Minister Müller wurde mit dem Vorstandsvorsitz der RAG belohnt, die zum E.ON-Konzern gehört: Staatssekretär Tacke wurde Chef der STEAG. Dies prangerte der Vorsitzende der Monopolkommission, Professor Basedow, anlässlich der Feier zum 40. Geburtstag der Monopolkommission als "Verhältnisse wie in einer Bananenrepublik" an. Staatssekretär Adamowitsch, der übrigens aus dem VEW kommt, war darüber so erregt, dass er seine Papiere zusammenpackte und auf die Begrüßungsansprache verzichten wollte. Er blieb aber doch und rechtfertigte die Vorgehensweise des Hauses als "Industriepolitik". Hier scheint ein interessanter Dualismus auf: Das Bundeswirtschaftsministerium als Freund und Förderer der Industrie, aber auch als Hüter des Wettbewerbs, nämlich als Dienstherr für Bundeskartellamt und Monopolkommission (und Bundesnetzagentur). Das passt irgendwie nicht (....)

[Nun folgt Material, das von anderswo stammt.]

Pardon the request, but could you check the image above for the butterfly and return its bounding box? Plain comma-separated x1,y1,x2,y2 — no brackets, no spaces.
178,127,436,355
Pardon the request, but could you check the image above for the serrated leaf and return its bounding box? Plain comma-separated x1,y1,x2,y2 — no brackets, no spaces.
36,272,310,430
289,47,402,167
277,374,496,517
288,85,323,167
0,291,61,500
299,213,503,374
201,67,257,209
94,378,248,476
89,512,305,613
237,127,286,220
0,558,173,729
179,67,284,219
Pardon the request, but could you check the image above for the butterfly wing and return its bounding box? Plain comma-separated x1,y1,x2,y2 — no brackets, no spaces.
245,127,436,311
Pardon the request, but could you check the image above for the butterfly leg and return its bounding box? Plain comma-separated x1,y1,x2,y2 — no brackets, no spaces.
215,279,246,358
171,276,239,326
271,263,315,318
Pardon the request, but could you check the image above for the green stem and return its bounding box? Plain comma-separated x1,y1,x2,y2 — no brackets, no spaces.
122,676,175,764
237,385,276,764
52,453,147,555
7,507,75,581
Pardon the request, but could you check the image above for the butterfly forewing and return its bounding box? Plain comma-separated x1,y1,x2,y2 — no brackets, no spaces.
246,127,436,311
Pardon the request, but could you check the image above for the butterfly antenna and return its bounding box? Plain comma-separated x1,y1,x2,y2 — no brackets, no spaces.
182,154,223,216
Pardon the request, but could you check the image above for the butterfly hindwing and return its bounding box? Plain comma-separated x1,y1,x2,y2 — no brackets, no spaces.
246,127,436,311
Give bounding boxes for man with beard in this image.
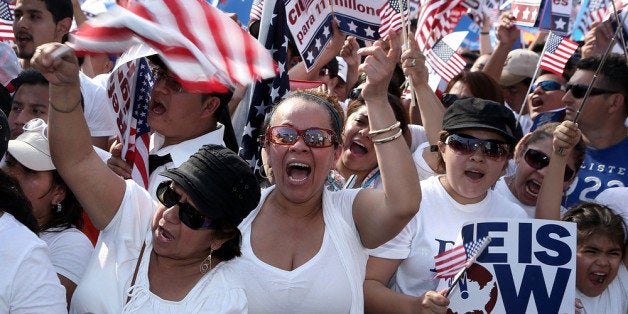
[13,0,115,149]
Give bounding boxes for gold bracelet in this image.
[369,121,401,136]
[373,129,402,145]
[50,101,81,113]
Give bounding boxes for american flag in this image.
[425,40,467,82]
[240,0,290,171]
[70,0,276,92]
[378,0,409,38]
[541,32,578,76]
[573,0,610,40]
[415,0,466,51]
[108,58,153,188]
[249,0,264,21]
[434,237,491,279]
[0,0,15,42]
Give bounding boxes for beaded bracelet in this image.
[373,129,402,144]
[369,121,401,136]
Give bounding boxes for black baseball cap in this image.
[443,97,523,144]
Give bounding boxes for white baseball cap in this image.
[8,118,56,171]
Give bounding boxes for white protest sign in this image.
[439,219,577,314]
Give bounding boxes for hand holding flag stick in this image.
[435,236,491,297]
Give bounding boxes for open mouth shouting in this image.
[286,162,312,183]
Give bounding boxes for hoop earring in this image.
[200,248,214,275]
[259,164,273,180]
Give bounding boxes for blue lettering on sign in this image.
[493,265,571,314]
[534,225,571,266]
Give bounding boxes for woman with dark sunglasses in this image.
[228,35,420,313]
[32,43,260,313]
[364,98,527,313]
[495,122,585,218]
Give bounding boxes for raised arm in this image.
[535,120,581,220]
[482,15,520,82]
[31,43,125,229]
[401,33,445,145]
[353,34,421,248]
[364,256,449,313]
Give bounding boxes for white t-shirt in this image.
[235,186,367,313]
[79,72,116,137]
[576,262,628,314]
[0,213,67,313]
[148,123,225,200]
[70,180,246,313]
[412,142,437,180]
[39,228,94,284]
[370,176,527,296]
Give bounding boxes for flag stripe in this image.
[70,0,277,92]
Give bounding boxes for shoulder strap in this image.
[125,242,146,304]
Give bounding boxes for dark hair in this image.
[520,122,587,172]
[146,55,239,153]
[201,91,239,153]
[11,68,49,96]
[43,0,74,24]
[39,170,83,231]
[268,89,344,148]
[576,53,628,112]
[6,152,83,231]
[445,71,504,104]
[562,202,626,252]
[0,169,39,233]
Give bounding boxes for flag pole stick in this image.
[572,10,628,122]
[445,237,492,298]
[611,0,628,58]
[399,0,417,110]
[515,30,552,131]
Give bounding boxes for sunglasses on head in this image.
[523,148,576,182]
[565,84,617,98]
[157,181,216,230]
[445,134,510,160]
[532,81,564,92]
[266,125,336,148]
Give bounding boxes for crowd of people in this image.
[0,0,628,313]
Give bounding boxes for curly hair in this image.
[0,169,39,233]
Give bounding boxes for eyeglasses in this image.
[532,81,564,92]
[445,134,510,161]
[523,148,576,182]
[157,181,216,230]
[565,84,618,98]
[266,125,336,148]
[151,67,185,93]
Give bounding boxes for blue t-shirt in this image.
[563,137,628,209]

E.ON-isierung des Gesetzes

Ich versuche (…) zu zeigen, wie Gesetzgebungsprozesse so gestaltet werden, dass die Ergebnisse vor allem den Konzernen Freude machen (…). Es muss noch viel passieren, um die Distanz des Staates zur Branche so zu fördern, dass der parlamentarische Gesetzgeber die ihm eigentlich zustehende Position wahrnehmen kann. Im Moment scheint trotz der Erfolge der Opposition die "Eonisierung des Energiewirtschaftsgesetzes" gelungen, wie Eingeweihte raunen. Deswegen sollte das Gesetz bald wieder angefasst werden.